Die Veränderungen im Überblick
Liga Veränderungen
Bundesliga Kaum Einschnitte, gerade bei Premiumspielern nur freiwillige und daher oft auch gar keine Abzüge
2. Bundesliga Top-Spieler sind weniger betroffen, Gehälter sinken im Schnitt um 11 bis maximal 20 Prozent oder vereinzelt Zuschauer-Klauseln
3. Liga Top-Spieler sind weniger betroffen, Investoren-Klubs sprengen das Gehaltsgefüge der Liga, Gesamtgehälter werden leistungsbezogener, sinken in der Breite leicht, Zuschauer-Klauseln werden eingeführt
Regionalliga Nordost Voll-Profis in Kurzarbeit (in der Spitze 33 bis 40 Prozent weniger Gehalt), Nebenverdienste von Amateurkickern bleiben in der Regel sicher

4 Kommentare

d0m1ng0 vor 43 Wochen

@MikeS
Warum soll diese Klausel unzulässig sein? Das würde ja auch andere Klauseln obsolet machen. Zusatzvereinbarungen in Arbeitsverträgen sind in fast jeder Branche üblich. Und solange es in den DFB-Statuen nicht explizit untersagt wird, ist es rechtens.
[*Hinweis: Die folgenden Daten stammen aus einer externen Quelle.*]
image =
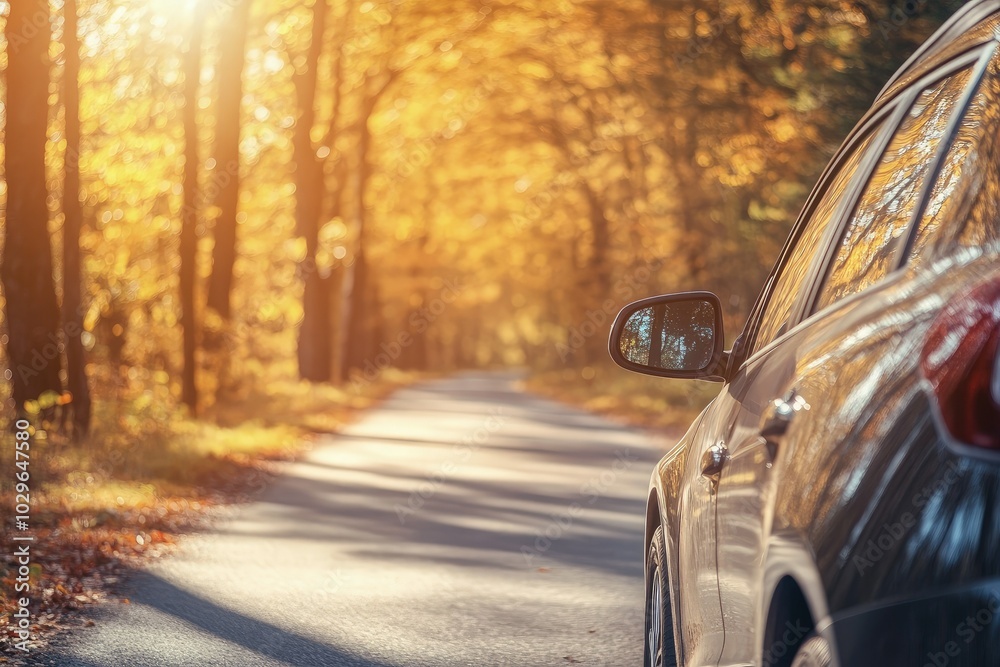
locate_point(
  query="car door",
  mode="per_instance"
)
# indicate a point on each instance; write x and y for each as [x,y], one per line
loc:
[849,242]
[704,627]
Viel wichtiger ist eine zukünftige Ausrichtung, für die Post-Corona Zeit. Ich wäre zB für einen Fond, wo die Erst- u. Zweitligisten monatl. oder jährlichen einen Betrag (z.B. 5% vom Umsatz) einzahlen, der für solche Situationen wie jetzt die unterklassigen Vereine unterstützt. Weil eins ist gewiss. Die nächste Pandemie kommt gewiss, früher oder später.

Uborner vor 43 Wochen

Wenn die Erstligamillionäre keine Einbußen hinnehmen müssen wäre es ja eigentlich zu erwarten dass sie ihre deutlich mehr gebeutelten Dritt - und Regionalfußballkollegen bzw. deren Vereine finanziell unterstützen. wenn das Jahresgehalt eines 25jährigen von 5 oder 10 Millionen auf 4 oder 9 Millionen schrumpft ist das ja vielleicht zu verkraften. Dann kann der Superprofi eben mal nur alle 3 Tage ein vergoldetes Steak fressen und nicht jeden Tag. Oder mal einen Tag in der Woche nicht im Edelpuff die Pupen tanzen lassen. DAs wäre mal anständig und charaktervoll. ...allein mir fehlt der Glauben.

MikeS vor 43 Wochen

Da bin ich aber mal gespannt, wann der erste Profi zum Arbeitsgericht rennt. Ich könnte mir durchaus vorstellen, dass eine "Zuschauer-Klausel" unzulässig und damit nichtig wäre.